On lit aussi dans les apophtegmes que « le juste fleurit comme un palmier »(AP Anon., 13,62), maxime qui reflète bien la conception des moines : la vie du juste doit être exemplaire et embellir ce qui l’entoure.
Le palmier figure en bonne place aux Kellia sur les parois des vestibules, parmi d’autres végétaux évoquant à la fois l’oasis ou le jardin du moine (aspect matériel) et le paradis auquel accède le juste (aspect religieux). De plus, l’Arbre de vie et le palmier fusionnent souvent avec la croix : cette dernière naît alors au sein d’une végétation particulièrement luxuriante ou se couvre de feuilles ; ailleurs, sa base s’arrondit comme celles de certains palmiers et ses branches prennent l’aspect squameux de leur tronc.

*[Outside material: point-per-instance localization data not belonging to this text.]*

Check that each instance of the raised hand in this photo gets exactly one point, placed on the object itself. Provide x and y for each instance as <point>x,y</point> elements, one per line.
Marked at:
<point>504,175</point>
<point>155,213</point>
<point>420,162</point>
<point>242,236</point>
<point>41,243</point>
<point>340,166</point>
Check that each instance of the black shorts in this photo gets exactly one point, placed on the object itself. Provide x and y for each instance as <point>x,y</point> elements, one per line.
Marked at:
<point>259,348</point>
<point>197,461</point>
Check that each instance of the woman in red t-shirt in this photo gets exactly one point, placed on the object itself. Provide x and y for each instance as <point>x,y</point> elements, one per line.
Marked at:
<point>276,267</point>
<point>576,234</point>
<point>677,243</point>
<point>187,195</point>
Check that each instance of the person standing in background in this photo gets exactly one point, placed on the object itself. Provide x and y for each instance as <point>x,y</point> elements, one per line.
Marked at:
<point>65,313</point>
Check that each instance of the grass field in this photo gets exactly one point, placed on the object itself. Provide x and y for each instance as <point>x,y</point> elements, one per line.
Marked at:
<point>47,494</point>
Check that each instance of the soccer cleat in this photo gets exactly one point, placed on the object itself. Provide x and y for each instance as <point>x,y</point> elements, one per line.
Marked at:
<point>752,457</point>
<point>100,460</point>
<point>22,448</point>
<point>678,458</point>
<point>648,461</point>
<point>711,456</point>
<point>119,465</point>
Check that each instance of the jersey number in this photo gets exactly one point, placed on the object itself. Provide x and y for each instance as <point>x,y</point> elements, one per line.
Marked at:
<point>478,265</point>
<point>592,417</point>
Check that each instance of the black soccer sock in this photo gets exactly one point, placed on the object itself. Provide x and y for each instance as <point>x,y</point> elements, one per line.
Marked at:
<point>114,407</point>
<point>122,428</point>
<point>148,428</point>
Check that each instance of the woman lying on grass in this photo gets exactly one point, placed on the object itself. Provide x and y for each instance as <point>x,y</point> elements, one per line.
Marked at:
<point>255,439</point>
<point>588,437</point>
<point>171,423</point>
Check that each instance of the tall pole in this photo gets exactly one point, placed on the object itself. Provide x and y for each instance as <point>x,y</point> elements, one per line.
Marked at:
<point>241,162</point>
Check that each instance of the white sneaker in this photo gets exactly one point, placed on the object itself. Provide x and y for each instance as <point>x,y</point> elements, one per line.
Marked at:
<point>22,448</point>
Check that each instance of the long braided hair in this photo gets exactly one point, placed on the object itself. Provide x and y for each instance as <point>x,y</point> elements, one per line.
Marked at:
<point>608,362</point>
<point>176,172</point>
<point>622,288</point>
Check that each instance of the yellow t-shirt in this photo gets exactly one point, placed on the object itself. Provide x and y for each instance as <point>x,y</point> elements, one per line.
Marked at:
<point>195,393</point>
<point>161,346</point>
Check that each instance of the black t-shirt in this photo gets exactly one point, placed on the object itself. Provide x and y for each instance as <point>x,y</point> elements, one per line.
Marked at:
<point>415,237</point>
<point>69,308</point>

Une fois encore se dessinent une double signification et une nouvelle continuité. Comme dans les tombeaux d’époque pharaonique, ou un au-delà enchanteur et sublimé se révèle à travers des paysages verdoyants et luxuriants, les murs des cellules se couvrent des images d’arbustes qui renvoient aux plantations du jardin des moines mais aussi à des souvenirs plus lointains : palmiers, dattiers, sycomores, acanthes, plantes grasses voisinent en effet avec des scènes nilotiques que le moine avait sans doute eu le loisir d’admirer avant sa retraite. Mais une fois de plus, sous l’influence du christianisme, l’aspect religieux se superpose à la composante matérielle.